Twenty-two subjects with MRI confirmed, single-level contained lumbar disc protrusions, a minimum of 8 weeks of radicular pain (average 63 weeks) and failed nonsurgical treatment were invited. Nineteen patients underwent the decompression procedure. Follow-up was performed by physical exam and pain severity visual analog scale (VAS), SF-36 bodily pain (BP)/physical functioning (PF) scores for 12 months post-procedure. MRIs were obtained prior to treatment and at 3 months post-procedure.

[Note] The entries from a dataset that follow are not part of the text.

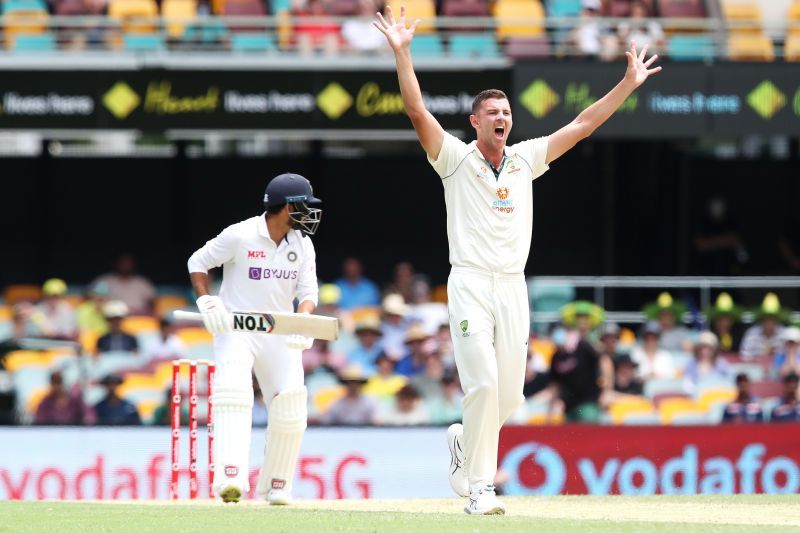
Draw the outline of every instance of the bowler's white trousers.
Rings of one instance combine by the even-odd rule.
[[[470,487],[493,483],[500,427],[524,401],[530,308],[525,276],[453,267],[450,331],[464,390]]]

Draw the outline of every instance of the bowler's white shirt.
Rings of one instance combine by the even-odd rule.
[[[445,132],[436,161],[447,206],[450,264],[503,274],[525,270],[531,247],[533,180],[548,168],[547,137],[507,146],[495,177],[477,142]]]
[[[290,230],[280,245],[270,238],[265,215],[225,228],[189,258],[189,272],[222,266],[219,296],[229,311],[294,311],[293,302],[317,303],[314,245]]]

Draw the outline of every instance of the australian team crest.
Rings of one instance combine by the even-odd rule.
[[[461,336],[469,337],[469,331],[467,331],[469,329],[469,320],[462,320],[458,325],[461,328]]]
[[[508,187],[500,187],[497,189],[497,197],[501,200],[508,198]]]

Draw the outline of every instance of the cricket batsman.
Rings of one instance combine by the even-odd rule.
[[[251,373],[269,411],[264,465],[256,494],[273,505],[291,500],[292,476],[306,429],[307,393],[301,351],[313,339],[232,331],[230,311],[311,313],[317,269],[309,235],[322,210],[309,181],[298,174],[270,180],[266,212],[225,228],[189,258],[189,273],[205,327],[214,334],[214,493],[238,502],[248,482],[253,408]],[[222,266],[219,296],[208,290],[208,270]]]
[[[475,97],[469,122],[477,140],[446,133],[425,109],[409,45],[419,24],[391,8],[374,25],[391,46],[406,113],[442,180],[452,269],[447,283],[450,330],[464,389],[463,426],[448,429],[450,484],[468,496],[468,514],[505,514],[493,480],[500,427],[524,401],[529,315],[524,268],[531,245],[532,182],[548,165],[603,124],[649,76],[647,47],[631,42],[625,76],[603,98],[549,137],[506,146],[511,106],[489,89]]]

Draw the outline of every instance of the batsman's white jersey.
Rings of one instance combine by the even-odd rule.
[[[207,273],[218,266],[223,268],[219,296],[228,311],[292,312],[295,298],[317,303],[311,239],[292,230],[276,245],[265,215],[227,227],[188,262],[189,272]],[[214,337],[214,358],[215,493],[231,484],[245,493],[250,489],[251,372],[255,372],[270,416],[265,465],[273,471],[262,469],[259,486],[291,490],[306,425],[300,351],[286,346],[286,337],[280,335],[229,332]]]
[[[452,270],[450,331],[464,389],[466,474],[473,487],[497,472],[500,427],[523,401],[530,310],[524,269],[533,180],[548,170],[546,137],[506,147],[497,175],[477,148],[445,133],[438,158]]]

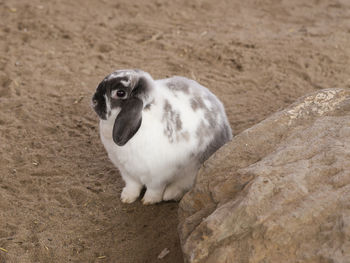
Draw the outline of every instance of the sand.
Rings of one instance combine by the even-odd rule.
[[[108,73],[195,79],[239,133],[350,88],[349,43],[347,0],[0,0],[0,263],[183,261],[177,203],[119,200],[90,107]]]

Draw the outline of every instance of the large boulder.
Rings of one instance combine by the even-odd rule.
[[[179,218],[186,262],[350,262],[350,90],[303,97],[234,137]]]

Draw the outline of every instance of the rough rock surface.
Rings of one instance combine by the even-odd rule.
[[[187,262],[350,262],[350,89],[245,130],[180,204]]]

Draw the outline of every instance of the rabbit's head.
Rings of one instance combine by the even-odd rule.
[[[119,70],[97,86],[92,107],[101,120],[116,117],[113,140],[117,145],[126,144],[140,128],[142,110],[152,101],[152,85],[153,79],[146,72]]]

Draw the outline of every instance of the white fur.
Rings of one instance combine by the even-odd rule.
[[[125,72],[122,72],[127,75]],[[114,77],[120,75],[114,75]],[[177,78],[177,77],[175,77]],[[150,97],[152,105],[142,112],[142,124],[137,133],[124,145],[118,146],[112,138],[114,121],[120,110],[112,110],[107,120],[100,120],[100,136],[108,156],[120,170],[126,185],[121,194],[125,203],[134,202],[142,189],[147,191],[143,197],[144,204],[153,204],[162,200],[179,200],[191,188],[201,165],[194,154],[204,151],[212,140],[214,133],[201,141],[196,135],[204,118],[204,110],[191,108],[194,94],[210,94],[209,90],[195,81],[180,78],[190,86],[191,94],[174,91],[166,86],[169,79],[151,80],[153,89]],[[166,136],[164,105],[168,101],[172,109],[180,114],[182,129],[173,132],[172,138]],[[210,100],[204,100],[213,107]],[[106,98],[107,107],[110,103]],[[227,122],[221,103],[218,116],[219,125]]]

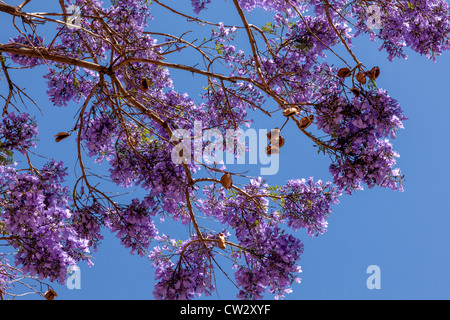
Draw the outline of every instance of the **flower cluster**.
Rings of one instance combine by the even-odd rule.
[[[59,66],[59,65],[58,65]],[[62,71],[57,72],[49,68],[44,78],[47,79],[47,95],[55,106],[67,106],[69,101],[80,102],[92,90],[92,79],[78,76],[78,67],[61,66]],[[94,75],[94,73],[90,73]]]
[[[442,51],[450,49],[449,4],[444,0],[378,1],[381,29],[370,30],[367,19],[370,12],[365,6],[353,6],[357,17],[358,35],[369,33],[371,40],[382,40],[380,50],[385,49],[388,59],[406,58],[404,48],[409,47],[427,58],[436,59]]]
[[[35,34],[27,34],[26,36],[18,35],[17,37],[10,39],[9,42],[12,44],[17,44],[20,47],[22,47],[22,45],[25,45],[35,48],[42,47],[44,44],[43,40],[44,39],[42,37],[36,36]],[[33,68],[44,63],[44,60],[42,58],[24,56],[15,53],[11,53],[8,55],[14,63],[17,63],[23,67]]]
[[[275,294],[276,298],[282,298],[285,293],[291,292],[290,286],[294,282],[300,282],[297,273],[301,272],[301,268],[297,263],[303,244],[281,230],[279,224],[287,221],[293,229],[305,227],[309,230],[316,219],[325,225],[329,206],[337,203],[339,195],[327,188],[329,185],[323,186],[321,182],[314,185],[312,180],[309,185],[304,181],[289,181],[285,187],[280,187],[279,193],[273,195],[273,189],[260,179],[252,180],[243,188],[245,195],[234,197],[227,196],[224,188],[204,188],[205,199],[198,199],[198,210],[230,226],[240,248],[246,248],[232,255],[236,259],[235,278],[240,287],[239,298],[261,299],[266,290]],[[280,211],[269,210],[268,198],[271,197],[285,199]],[[304,204],[307,204],[304,211],[299,213],[299,208],[303,209]],[[298,222],[308,218],[305,223]]]
[[[206,9],[206,5],[210,4],[211,0],[191,0],[192,7],[194,8],[194,12],[199,14],[200,11]]]
[[[240,287],[239,299],[262,299],[267,290],[275,294],[275,299],[284,298],[291,293],[290,286],[301,279],[298,273],[301,267],[297,265],[303,253],[303,244],[296,237],[286,234],[277,227],[265,227],[258,236],[250,236],[241,245],[248,248],[235,258],[246,261],[246,264],[236,264],[236,284]]]
[[[126,248],[131,248],[144,256],[150,242],[158,234],[152,221],[152,208],[146,202],[133,199],[131,204],[117,210],[110,210],[105,216],[105,224],[111,232],[117,232],[117,237]]]
[[[69,192],[58,181],[65,168],[54,160],[42,174],[0,166],[0,221],[24,273],[63,283],[67,267],[87,260],[88,242],[70,225]]]
[[[339,203],[340,192],[331,182],[313,178],[289,180],[281,190],[285,195],[282,216],[294,230],[305,228],[310,236],[326,231],[331,206]]]
[[[17,115],[10,112],[0,123],[0,149],[25,154],[30,147],[36,146],[34,140],[37,134],[37,124],[28,113]]]
[[[197,238],[176,241],[167,235],[158,237],[158,240],[162,246],[156,246],[149,255],[156,268],[155,299],[186,300],[202,294],[211,295],[215,289],[208,264],[212,258],[212,245]],[[170,260],[173,255],[179,257],[177,264]]]
[[[395,99],[381,89],[366,91],[351,102],[332,95],[316,110],[318,127],[339,151],[330,166],[339,188],[351,194],[365,183],[401,190],[401,173],[393,168],[398,154],[387,140],[395,138],[406,120]]]
[[[88,155],[95,156],[94,161],[98,163],[102,163],[103,159],[111,160],[119,133],[117,123],[106,113],[101,113],[86,122],[81,132],[81,141],[89,151]]]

Eighty-four percent of treated patients were available for follow-up at 12 months. The mean reduction in leg pain VAS scores was 2.6 points (40.6%, 95% CI 1.0-4.1). The mean reduction in back pain VAS scores was 2.4 points (44.4%, 95% CI 0.8-4.0). SF-36 BP scores improved 28.8 points (95% CI 17.5-40.0) and SF-36 PF scores improved 25.4 points (95% CI 13.0-37.7) on average. Effect sizes were small for VAS scores and moderate for SF-36 scores. Fifty-four percent of disc herniations were improved or resolved on MRI. No device-related or intraoperative complications were observed.

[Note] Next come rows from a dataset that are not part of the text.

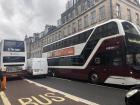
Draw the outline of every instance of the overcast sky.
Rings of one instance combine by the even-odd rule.
[[[0,0],[0,39],[23,39],[56,25],[67,0]]]
[[[0,39],[24,39],[56,25],[68,0],[0,0]]]

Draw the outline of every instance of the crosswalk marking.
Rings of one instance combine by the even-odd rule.
[[[8,100],[8,97],[3,91],[0,92],[0,97],[2,99],[3,105],[11,105],[10,101]]]

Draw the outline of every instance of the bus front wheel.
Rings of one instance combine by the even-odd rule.
[[[90,79],[90,82],[93,84],[99,83],[99,77],[98,77],[97,73],[94,73],[94,72],[91,73],[89,76],[89,79]]]

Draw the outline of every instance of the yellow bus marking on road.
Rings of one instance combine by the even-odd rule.
[[[37,103],[35,102],[32,102],[32,99],[31,98],[21,98],[21,99],[18,99],[18,101],[20,102],[21,105],[38,105]]]
[[[10,101],[8,100],[6,94],[3,91],[0,92],[0,97],[4,105],[11,105]]]
[[[64,95],[65,97],[69,98],[69,99],[72,99],[76,102],[82,102],[82,103],[85,103],[87,105],[99,105],[97,103],[94,103],[94,102],[91,102],[91,101],[88,101],[86,99],[83,99],[83,98],[80,98],[80,97],[77,97],[77,96],[74,96],[74,95],[71,95],[69,93],[65,93],[63,91],[60,91],[60,90],[56,90],[54,88],[51,88],[51,87],[48,87],[48,86],[45,86],[45,85],[42,85],[40,83],[37,83],[37,82],[34,82],[34,81],[31,81],[31,80],[28,80],[28,79],[24,79],[25,81],[29,82],[29,83],[33,83],[35,84],[36,86],[39,86],[39,87],[43,87],[51,92],[56,92],[56,93],[59,93],[59,94],[62,94]]]
[[[56,96],[55,93],[45,93],[43,95],[20,98],[18,101],[21,105],[50,105],[53,102],[64,102],[65,98]]]

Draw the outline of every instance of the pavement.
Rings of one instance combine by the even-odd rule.
[[[0,92],[0,105],[125,105],[126,92],[54,77],[12,80]]]

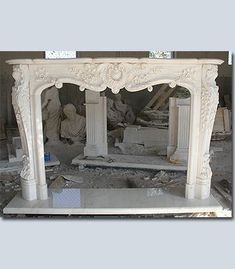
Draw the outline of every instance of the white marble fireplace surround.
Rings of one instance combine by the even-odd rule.
[[[209,146],[218,105],[218,87],[215,79],[218,65],[223,63],[222,60],[81,58],[17,59],[9,60],[7,63],[13,65],[15,85],[12,89],[12,102],[24,153],[21,171],[23,199],[48,199],[44,168],[41,93],[53,85],[61,88],[63,83],[76,84],[80,86],[81,91],[90,90],[96,92],[96,96],[107,87],[113,93],[118,93],[122,88],[129,92],[146,88],[152,91],[153,85],[162,83],[168,83],[170,87],[179,85],[187,88],[191,93],[191,113],[185,197],[187,199],[209,197],[212,176]],[[106,104],[105,101],[102,102]],[[99,100],[94,102],[94,106],[98,103]],[[92,110],[92,102],[88,107],[91,108],[89,112],[95,111]],[[106,115],[106,108],[98,111],[103,111],[98,113]],[[94,119],[92,113],[89,117]],[[91,121],[89,124],[95,123]],[[89,128],[92,129],[91,127]],[[105,124],[103,128],[106,130]],[[105,132],[102,132],[103,136]],[[102,140],[100,133],[98,136],[97,141],[100,143]],[[94,137],[92,139],[92,143],[96,143],[96,139]],[[103,142],[105,145],[104,140]],[[94,149],[99,145],[86,146],[88,149],[94,146]]]

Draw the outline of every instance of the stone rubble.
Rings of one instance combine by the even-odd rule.
[[[161,181],[161,182],[168,181],[169,179],[170,179],[170,177],[169,177],[169,175],[167,174],[167,172],[165,172],[165,171],[160,171],[160,172],[158,172],[158,173],[152,178],[153,181],[158,180],[158,181]]]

Targeted disc decompression provided moderate improvement in leg pain and function in the majority of patients with chronic radicular pain.
单臂前瞻性临床试验。
确定使用椎间盘内导管对有症状的腰椎间盘突出症进行局部加热以缓解神经根性疼痛的靶向椎间盘减压治疗效果及MRI变化。
经皮治疗腰椎间盘突出症的方法是开放性手术椎间盘切除术潜在的有吸引力的替代方案。对一种新设计的经皮电热椎间盘内导管的效果进行了评估。
邀请了22名经MRI证实为单节段包容性腰椎间盘突出症、神经根性疼痛至少8周(平均63周)且非手术治疗失败的受试者。19名患者接受了减压手术。术后12个月通过体格检查、疼痛严重程度视觉模拟量表(VAS)、SF-36身体疼痛(BP)/身体功能(PF)评分进行随访。在治疗前和术后3个月进行MRI检查。
84%的治疗患者在12个月时可进行随访。腿部疼痛VAS评分平均降低2.6分(40.6%,95%可信区间1.0 - 4.1)。背部疼痛VAS评分平均降低2.4分(44.4%,95%可信区间0.8 - 4.0)。SF-36 BP评分平均提高28.8分(95%可信区间17.5 - 40.0),SF-36 PF评分平均提高25.4分(95%可信区间13.0 - 37.7)。VAS评分的效应量较小,SF-36评分的效应量中等。54%的椎间盘突出症在MRI上得到改善或缓解。未观察到与器械相关或术中并发症。
靶向椎间盘减压使大多数慢性神经根性疼痛患者的腿部疼痛和功能得到中度改善。